Schuitema, Joan E. “The Future of Cooperative Cataloging: Curve, Fork, or Impasse?”
In this article, Schuitema offers a thoughtful and timely evaluation of how technology and society are immediately affecting the practice of cataloging. She infers that the days of MaRC and AACR2 are numbered and new metadata schema must be implemented to account for digital formats and patron expectations. She addresses the historical development of cooperative cataloging and further outlines the reasons why the future is uncertain for professional catalogers.
According to Schuitema, the same issues plague each successive generation of catalogers. She specifically details the printed card cooperative era, as well as the LC card distribution program. Based on her historical evaluation, common cataloging problems emerge. Library, research, and user need for standardization conflict with the expensive and time-consuming application of rules for standard structure. Ever-increasing publisher output exceeds the ability to catalog. Evolving skill sets to match technological advances demand that catalogers either keep up or face job loss. Finally, libraries are always searching for a panacea to alleviate cataloging problems and constantly bemoaning the lack of right tools right now to make cataloging better and cheaper.

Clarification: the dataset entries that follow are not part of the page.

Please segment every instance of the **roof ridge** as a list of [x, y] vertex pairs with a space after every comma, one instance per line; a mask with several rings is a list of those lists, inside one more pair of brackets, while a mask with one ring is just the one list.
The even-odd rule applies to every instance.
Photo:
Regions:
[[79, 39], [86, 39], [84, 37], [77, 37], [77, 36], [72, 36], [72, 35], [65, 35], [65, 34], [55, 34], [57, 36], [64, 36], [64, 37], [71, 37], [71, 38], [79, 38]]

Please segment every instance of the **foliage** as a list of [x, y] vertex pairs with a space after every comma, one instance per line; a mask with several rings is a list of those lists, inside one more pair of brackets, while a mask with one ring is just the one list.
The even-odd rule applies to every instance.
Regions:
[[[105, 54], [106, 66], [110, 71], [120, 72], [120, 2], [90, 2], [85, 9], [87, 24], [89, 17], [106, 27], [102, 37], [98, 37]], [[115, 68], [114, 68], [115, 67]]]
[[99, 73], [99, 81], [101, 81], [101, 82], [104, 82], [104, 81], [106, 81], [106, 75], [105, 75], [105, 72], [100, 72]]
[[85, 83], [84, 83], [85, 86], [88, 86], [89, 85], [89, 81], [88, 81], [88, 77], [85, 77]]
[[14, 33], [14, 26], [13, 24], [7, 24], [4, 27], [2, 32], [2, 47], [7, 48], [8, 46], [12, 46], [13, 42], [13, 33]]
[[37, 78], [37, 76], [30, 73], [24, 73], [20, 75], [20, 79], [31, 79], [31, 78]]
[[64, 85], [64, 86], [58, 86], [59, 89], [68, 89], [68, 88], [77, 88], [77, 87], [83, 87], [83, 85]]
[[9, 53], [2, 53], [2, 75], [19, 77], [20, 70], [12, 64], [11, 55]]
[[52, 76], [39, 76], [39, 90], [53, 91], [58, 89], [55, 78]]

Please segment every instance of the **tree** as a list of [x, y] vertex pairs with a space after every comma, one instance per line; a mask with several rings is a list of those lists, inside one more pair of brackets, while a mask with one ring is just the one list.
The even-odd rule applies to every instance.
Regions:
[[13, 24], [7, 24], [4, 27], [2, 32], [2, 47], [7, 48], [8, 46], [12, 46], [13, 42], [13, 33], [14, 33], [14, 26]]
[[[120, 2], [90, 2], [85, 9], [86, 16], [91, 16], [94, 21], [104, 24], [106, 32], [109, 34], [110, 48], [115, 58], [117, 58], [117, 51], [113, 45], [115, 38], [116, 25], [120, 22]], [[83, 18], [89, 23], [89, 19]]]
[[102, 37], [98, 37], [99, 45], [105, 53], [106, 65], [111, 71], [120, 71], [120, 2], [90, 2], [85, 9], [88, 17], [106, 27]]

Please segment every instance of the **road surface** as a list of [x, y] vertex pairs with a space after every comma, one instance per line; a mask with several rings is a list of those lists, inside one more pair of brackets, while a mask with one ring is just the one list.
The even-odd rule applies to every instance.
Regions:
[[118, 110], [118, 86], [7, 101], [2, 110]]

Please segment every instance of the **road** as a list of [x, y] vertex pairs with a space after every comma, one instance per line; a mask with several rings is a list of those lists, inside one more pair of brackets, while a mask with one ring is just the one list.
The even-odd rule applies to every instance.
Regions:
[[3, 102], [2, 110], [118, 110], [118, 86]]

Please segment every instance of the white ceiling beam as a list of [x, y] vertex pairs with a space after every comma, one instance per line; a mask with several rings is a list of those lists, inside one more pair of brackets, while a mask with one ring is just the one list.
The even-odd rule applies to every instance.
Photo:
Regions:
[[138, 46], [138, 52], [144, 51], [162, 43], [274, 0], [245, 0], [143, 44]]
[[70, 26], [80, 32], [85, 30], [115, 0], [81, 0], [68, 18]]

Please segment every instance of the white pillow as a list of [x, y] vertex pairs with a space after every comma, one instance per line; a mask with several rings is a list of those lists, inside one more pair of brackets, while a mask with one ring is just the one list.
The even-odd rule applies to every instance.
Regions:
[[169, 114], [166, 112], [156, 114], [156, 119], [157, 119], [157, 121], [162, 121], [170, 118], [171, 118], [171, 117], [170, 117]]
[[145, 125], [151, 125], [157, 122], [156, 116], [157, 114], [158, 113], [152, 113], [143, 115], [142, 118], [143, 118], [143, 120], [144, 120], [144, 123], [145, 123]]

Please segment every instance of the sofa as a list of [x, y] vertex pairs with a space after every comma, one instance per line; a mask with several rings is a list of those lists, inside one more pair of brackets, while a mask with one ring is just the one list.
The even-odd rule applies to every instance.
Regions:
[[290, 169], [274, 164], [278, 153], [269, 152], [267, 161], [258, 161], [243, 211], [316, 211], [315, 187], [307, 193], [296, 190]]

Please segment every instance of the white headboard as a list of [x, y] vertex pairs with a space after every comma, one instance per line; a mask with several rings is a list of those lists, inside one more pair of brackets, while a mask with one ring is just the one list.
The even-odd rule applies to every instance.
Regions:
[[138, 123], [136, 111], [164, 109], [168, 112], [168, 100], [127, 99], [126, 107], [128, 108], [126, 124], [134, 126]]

Schuitema stresses the difference between past problems and the current cataloging crisis. Today, budget constraints mean catalogers face a streamlined environment combining acquisitions and cataloging. Bibliographic description is a costly and time-consuming value-added service provided by catalogers, whereas vendors can provide it at a quicker rate. Users no longer view the library catalog as their primary source of information access, instead turning to the one-size-fits-all search engine interface. Whether journals, books, blogs, or art, more resources are either born digital or also offered as digital and they require different types of metadata for content description. Yet, metadata is not equal in quality—it is not the sole domain of the professional cataloger because anyone can create metadata. But professional, good metadata is needed to find and access important information, so a contradiction exists in loss of professional control over the organization process.

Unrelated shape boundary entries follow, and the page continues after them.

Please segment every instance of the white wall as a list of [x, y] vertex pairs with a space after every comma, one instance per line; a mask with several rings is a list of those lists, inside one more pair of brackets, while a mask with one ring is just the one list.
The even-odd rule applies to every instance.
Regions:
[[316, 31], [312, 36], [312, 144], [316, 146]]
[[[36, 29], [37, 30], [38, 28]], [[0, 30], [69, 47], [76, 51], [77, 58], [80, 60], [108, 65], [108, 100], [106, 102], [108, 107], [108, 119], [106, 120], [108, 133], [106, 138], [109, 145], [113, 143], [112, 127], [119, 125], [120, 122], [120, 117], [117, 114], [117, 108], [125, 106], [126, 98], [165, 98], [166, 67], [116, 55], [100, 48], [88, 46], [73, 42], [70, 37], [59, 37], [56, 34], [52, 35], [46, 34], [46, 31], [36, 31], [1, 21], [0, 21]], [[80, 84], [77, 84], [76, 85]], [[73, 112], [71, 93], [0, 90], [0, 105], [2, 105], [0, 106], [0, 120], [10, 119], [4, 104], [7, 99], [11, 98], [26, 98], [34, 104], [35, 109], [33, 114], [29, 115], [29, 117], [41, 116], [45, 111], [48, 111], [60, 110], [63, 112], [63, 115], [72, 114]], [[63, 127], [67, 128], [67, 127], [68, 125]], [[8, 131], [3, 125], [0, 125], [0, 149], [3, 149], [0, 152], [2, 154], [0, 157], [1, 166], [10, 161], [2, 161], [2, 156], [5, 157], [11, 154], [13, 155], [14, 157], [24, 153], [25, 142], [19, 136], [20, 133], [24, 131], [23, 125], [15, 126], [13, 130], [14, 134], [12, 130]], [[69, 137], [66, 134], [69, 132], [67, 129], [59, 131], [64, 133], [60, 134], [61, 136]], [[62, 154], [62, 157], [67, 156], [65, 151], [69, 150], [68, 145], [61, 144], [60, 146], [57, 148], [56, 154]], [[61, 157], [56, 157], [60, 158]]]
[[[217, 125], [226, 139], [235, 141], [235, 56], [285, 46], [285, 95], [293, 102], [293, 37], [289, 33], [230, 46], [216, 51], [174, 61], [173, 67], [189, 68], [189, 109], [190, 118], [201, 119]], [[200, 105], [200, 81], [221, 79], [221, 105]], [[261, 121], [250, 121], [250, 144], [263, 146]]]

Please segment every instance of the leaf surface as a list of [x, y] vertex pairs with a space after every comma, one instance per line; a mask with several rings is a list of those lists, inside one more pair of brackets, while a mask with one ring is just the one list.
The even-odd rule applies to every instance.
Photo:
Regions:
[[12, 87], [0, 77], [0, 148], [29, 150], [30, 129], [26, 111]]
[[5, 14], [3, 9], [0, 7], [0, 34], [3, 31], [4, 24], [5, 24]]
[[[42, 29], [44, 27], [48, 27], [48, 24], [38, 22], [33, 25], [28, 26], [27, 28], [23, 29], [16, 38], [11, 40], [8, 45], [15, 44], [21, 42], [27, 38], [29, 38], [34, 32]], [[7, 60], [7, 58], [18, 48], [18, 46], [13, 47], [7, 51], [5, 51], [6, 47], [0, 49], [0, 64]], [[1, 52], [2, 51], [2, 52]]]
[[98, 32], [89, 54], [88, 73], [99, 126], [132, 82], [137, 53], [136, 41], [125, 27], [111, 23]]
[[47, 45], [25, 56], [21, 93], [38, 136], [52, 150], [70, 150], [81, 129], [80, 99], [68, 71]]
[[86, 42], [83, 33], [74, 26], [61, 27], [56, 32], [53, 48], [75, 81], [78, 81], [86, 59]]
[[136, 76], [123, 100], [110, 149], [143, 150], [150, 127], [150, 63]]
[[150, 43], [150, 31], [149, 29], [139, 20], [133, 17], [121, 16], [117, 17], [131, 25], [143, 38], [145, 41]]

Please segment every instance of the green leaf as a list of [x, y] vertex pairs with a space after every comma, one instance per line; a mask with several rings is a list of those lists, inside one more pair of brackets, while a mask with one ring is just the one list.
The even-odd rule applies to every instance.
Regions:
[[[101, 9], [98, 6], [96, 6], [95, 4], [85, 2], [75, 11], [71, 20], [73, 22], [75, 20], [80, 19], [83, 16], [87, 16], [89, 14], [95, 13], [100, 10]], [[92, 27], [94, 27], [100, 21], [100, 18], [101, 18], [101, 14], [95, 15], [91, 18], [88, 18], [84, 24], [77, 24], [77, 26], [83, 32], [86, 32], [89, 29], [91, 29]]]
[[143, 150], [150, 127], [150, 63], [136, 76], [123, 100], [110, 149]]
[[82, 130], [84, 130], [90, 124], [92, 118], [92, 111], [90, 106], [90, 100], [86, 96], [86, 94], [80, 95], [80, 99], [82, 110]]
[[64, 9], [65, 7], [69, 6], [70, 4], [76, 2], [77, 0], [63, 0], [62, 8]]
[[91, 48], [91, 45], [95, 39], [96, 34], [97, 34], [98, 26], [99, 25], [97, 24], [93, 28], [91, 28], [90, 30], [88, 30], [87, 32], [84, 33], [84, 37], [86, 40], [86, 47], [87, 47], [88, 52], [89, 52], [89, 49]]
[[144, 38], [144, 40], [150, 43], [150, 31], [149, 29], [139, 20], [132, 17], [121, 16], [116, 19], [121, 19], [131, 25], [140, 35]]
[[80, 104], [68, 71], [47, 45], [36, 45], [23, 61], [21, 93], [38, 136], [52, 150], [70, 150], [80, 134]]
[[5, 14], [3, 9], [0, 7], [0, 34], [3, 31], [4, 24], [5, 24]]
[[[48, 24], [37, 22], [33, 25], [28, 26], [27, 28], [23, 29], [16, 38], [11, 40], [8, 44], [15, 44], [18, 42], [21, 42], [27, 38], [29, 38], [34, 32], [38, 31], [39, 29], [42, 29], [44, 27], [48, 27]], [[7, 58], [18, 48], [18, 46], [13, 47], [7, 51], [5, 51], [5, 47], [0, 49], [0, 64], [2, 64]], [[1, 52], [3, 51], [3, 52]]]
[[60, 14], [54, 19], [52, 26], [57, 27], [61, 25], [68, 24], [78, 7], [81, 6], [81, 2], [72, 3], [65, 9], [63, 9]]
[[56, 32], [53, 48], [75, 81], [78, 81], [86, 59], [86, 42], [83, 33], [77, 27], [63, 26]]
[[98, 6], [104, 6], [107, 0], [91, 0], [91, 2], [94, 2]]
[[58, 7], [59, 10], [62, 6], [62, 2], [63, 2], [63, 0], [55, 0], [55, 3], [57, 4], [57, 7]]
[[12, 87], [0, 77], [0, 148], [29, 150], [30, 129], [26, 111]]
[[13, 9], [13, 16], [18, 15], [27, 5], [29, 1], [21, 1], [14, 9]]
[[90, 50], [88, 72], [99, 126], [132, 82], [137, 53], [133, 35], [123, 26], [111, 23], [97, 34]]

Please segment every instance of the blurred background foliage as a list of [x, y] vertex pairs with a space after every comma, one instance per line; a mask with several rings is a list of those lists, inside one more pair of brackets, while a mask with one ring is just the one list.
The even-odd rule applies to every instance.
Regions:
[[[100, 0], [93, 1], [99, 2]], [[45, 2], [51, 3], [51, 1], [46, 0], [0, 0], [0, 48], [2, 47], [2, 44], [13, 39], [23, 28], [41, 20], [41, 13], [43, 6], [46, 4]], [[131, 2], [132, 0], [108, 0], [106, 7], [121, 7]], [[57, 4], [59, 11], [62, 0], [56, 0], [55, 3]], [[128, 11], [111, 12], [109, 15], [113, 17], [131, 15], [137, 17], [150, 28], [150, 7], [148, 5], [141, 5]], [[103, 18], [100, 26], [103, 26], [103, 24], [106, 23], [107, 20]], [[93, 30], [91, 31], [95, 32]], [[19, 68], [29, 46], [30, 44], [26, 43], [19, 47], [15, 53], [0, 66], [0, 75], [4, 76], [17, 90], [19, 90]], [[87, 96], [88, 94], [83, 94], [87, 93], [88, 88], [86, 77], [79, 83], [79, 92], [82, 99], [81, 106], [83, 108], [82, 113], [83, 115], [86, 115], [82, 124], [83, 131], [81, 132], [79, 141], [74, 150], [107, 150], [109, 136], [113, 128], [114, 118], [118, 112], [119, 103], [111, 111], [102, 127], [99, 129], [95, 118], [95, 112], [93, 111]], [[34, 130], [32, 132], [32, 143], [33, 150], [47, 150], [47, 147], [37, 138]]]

Schuitema applies business and psychological perspectives to the current cataloging problem, claiming that the skill sets of traditional cataloging—which values detail, precision, consistency, and stability—do not necessarily match the emerging cataloging environment. She says that professional and organizational values are both changing. While cooperative cataloging historically changed over the long-term, organizational parameters now experience the same rapid change as individual professionals.
The author concludes that cooperative cataloging is currently at a fork in the road, split between traditional pre-coordinated organization following standards and on the other hand new tools and practices that deconstruct the discovery of information. Schuitema asserts that neither choice is best, instead old and new cataloging approaches should be integrated because their shared ultimate goal is to aid users. In other words, catalogers should not be forced to make a Solomon-like choice to forsake the old ways or never look at new methods.
Schuitema’s article was very informative and I appreciated the consideration she gave the argument. She reflects upon the field as it is today—in a state of flux. I was interested in her suggestion that the LIS profession should be open to looking at outside organizations or settings to find new or better practices. In my opinion, the cataloging debate is analogous to the debate over U.S. constitutional theory—should our set of legal rules reflect global laws or stay the same? Are originalists or revisionists correct? I thought Schuitema’s argument was weakened because she deviated from the cooperative cataloging theme and never really answered Tillett’s question of “what it is we’re trying to accomplish by joining forces.” Schuitema essentially argues that catalogers are no longer regarded as the authority for the organization of knowledge. Catalogers will have to learn new skills for a dynamic environment and its evolving infrastructure. Since digital production will outpace print, new metadata schema for a wide variety of digital content carriers will be critical to cataloging’s sustainability. Only by actively engaging in and working with new cataloging methods can the profession grow and perhaps redefine itself through a merger of old and new.